We simply don’t fear these diseases anymore. My parents’ generation—children of the 1920s and 1930s—needed no convincing to vaccinate their children. They saw that whooping cough could kill as many as 8,000 babies a year. You didn’t have to convince my generation—children of the 1950s and 1960s—to vaccinate our children. We had many of these diseases, like measles, mumps, rubella and chickenpox. But young parents today don’t see the effects of vaccine-preventable diseases and they didn’t grow up with them. For them, vaccination has become an act of faith.

Perhaps most upsetting was a recent study out of Seattle Children’s Hospital and the University of Washington. Researchers wanted to see whether the whooping cough epidemic of 2012 had inspired more people to vaccinate their children. So they studied rates of whooping cough immunization before, during and after the epidemic. No difference. One can only conclude that the outbreak hadn’t been large enough or frightening enough to change behavior—that not enough children had died.

Because we’re unwilling to learn from history, we are starting to relive it. And children are the victims of our ignorance.

 

Anti-Vaccination Beliefs Are Contagious Like a Disease

Anti-vaccination beliefs are contagious like a disease, argues Malia Jones and Alison Buttenheim in the Washington Post:

How do these clusters of exempted kids form? We think that the idea of vaccines being unsafe or ineffective or unnecessary spreads—like a disease itself—from person to person within social networks.  Parents talk to their friends, other parents at their child’s school, and to their neighbors.  Normal social processes produce clusters of vaccine refusers in the social landscape.  When it’s time to enroll in school, like-minded parents are drawn to certain schools—and this is especially pronounced when parents have the resources to be choosy about their child’s education.  Soon, there are schools and communities where vaccine refusal is not an anomaly; it is the norm.

 

“Measles is Back: A Mother’s Warning”

Retelling the story of her own son’s near death from measles encephalitis in the Los Angeles Times, Margaret Harmon gives a warning:

It’s highly likely that the few doctors fueling the anti-vaccine movement — bucking the vast majority of their peers — have never seen a case of measles encephalitis.

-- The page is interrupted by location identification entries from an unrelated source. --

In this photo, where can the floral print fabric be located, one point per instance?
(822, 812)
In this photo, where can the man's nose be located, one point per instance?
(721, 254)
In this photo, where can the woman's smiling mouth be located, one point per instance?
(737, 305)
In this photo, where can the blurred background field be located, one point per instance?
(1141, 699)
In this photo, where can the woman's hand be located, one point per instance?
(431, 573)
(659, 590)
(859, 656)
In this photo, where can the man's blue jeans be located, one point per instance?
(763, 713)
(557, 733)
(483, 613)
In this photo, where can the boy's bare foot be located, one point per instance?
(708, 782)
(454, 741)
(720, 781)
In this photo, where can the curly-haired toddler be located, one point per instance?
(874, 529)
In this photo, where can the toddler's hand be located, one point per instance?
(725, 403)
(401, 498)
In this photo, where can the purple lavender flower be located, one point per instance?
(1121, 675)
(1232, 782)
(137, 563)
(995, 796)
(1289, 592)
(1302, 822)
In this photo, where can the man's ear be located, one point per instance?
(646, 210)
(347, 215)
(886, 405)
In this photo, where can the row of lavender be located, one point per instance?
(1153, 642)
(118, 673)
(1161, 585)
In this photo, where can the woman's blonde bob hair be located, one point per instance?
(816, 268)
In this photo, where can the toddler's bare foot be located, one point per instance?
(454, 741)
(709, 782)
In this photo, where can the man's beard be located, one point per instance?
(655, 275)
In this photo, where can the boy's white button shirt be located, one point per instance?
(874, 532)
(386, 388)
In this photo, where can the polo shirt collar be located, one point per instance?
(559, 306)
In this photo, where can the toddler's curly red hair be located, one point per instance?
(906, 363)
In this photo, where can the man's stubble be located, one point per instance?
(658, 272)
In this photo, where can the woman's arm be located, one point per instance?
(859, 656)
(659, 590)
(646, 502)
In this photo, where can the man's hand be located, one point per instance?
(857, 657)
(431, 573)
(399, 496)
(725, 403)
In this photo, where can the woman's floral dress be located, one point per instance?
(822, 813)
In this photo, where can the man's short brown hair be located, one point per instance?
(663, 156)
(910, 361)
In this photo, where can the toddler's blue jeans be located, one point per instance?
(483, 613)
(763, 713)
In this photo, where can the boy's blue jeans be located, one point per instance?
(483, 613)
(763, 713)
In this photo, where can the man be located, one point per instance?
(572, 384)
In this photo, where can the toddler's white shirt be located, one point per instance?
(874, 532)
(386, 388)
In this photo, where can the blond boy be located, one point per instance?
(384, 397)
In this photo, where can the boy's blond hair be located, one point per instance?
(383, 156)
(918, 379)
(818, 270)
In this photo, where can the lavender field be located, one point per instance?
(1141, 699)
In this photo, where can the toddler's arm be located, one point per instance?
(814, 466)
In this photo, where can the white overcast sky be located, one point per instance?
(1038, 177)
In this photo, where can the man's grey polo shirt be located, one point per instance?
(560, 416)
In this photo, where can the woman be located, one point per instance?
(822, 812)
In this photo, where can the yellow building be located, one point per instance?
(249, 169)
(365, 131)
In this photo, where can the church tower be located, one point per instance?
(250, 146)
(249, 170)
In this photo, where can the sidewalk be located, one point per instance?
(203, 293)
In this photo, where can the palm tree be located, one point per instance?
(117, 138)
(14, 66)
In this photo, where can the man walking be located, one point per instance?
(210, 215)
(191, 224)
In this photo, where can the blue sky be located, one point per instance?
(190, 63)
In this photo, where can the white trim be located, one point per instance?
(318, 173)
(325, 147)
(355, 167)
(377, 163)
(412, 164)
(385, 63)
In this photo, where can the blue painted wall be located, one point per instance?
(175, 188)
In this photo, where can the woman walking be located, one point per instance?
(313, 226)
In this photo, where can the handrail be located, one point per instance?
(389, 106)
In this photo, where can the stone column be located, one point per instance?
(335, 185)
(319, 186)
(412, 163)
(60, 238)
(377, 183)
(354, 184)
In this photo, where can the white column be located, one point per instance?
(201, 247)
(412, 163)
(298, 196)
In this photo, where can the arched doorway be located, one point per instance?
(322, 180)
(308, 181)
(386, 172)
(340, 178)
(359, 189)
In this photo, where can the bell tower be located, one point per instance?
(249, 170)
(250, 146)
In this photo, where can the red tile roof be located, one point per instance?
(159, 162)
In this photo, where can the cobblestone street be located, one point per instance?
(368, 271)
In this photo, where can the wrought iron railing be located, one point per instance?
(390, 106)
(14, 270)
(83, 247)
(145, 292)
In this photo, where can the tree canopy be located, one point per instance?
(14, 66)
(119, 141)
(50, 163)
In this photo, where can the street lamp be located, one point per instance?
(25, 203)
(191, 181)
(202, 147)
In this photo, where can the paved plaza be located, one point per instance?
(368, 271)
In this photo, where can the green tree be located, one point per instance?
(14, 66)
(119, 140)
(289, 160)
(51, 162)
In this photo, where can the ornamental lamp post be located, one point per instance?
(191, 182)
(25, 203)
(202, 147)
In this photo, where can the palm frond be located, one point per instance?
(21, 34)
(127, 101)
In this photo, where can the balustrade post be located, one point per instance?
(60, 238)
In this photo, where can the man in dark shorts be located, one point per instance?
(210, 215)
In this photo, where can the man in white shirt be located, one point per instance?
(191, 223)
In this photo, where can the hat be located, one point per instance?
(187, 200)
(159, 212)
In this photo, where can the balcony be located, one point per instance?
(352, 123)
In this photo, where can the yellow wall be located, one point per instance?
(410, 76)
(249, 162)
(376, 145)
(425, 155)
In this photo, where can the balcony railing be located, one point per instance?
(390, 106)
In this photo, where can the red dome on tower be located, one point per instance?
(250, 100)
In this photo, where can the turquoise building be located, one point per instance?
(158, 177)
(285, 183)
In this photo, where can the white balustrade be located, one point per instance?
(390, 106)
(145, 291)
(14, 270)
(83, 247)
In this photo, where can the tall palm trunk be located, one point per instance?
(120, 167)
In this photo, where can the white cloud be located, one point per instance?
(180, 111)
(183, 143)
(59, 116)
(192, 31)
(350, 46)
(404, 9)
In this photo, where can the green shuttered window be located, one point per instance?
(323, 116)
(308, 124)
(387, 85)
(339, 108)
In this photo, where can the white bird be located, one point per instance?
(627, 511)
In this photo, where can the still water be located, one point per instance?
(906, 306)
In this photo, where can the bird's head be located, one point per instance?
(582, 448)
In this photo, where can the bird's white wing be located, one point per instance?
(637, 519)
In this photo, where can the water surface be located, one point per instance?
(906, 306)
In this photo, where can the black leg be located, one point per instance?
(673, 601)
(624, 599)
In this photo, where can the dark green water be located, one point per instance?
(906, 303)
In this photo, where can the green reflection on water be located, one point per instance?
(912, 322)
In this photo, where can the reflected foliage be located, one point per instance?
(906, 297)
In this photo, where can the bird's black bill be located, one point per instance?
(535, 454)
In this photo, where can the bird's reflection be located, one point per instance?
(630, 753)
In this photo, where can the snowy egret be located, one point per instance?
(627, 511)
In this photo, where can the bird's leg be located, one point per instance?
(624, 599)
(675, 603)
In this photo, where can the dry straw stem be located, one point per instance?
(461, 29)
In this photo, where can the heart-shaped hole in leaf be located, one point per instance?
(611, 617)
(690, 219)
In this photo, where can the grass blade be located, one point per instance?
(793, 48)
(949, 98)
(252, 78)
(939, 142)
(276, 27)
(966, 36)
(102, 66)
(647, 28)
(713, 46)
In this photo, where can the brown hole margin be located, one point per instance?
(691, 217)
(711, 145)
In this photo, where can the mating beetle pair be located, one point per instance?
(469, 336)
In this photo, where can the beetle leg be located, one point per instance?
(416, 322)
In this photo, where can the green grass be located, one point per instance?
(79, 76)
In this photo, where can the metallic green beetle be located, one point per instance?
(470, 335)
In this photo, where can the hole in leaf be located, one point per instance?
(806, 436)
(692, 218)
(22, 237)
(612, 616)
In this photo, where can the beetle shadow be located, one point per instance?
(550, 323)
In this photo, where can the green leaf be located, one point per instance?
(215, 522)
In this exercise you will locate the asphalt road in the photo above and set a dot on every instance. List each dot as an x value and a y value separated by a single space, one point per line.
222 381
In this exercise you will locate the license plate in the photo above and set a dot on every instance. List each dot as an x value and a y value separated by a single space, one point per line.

They haven’t had to, thanks to those who vaccinate. But do parents who choose not to vaccinate understand that they may be giving deadly diseases the chance to regain footholds? And it won’t just be their children who pay the price. In epidemics, even vaccinated children can fall ill. And outbreaks give bacteria and viruses the chance to evolve to beat vaccines and treatments.

In the first eight months of this year, there were 18 measles outbreaks in the United States and nearly 600 cases of measles. That’s nearly three times more cases than in any year since 2001, according to statistics kept by the Centers for Disease Control and Prevention.

When I read about a child fighting measles here — where we once were safe — I feel that heartbreaking weight of a beautiful brown-eyed toddler not breathing, blue, on my lap.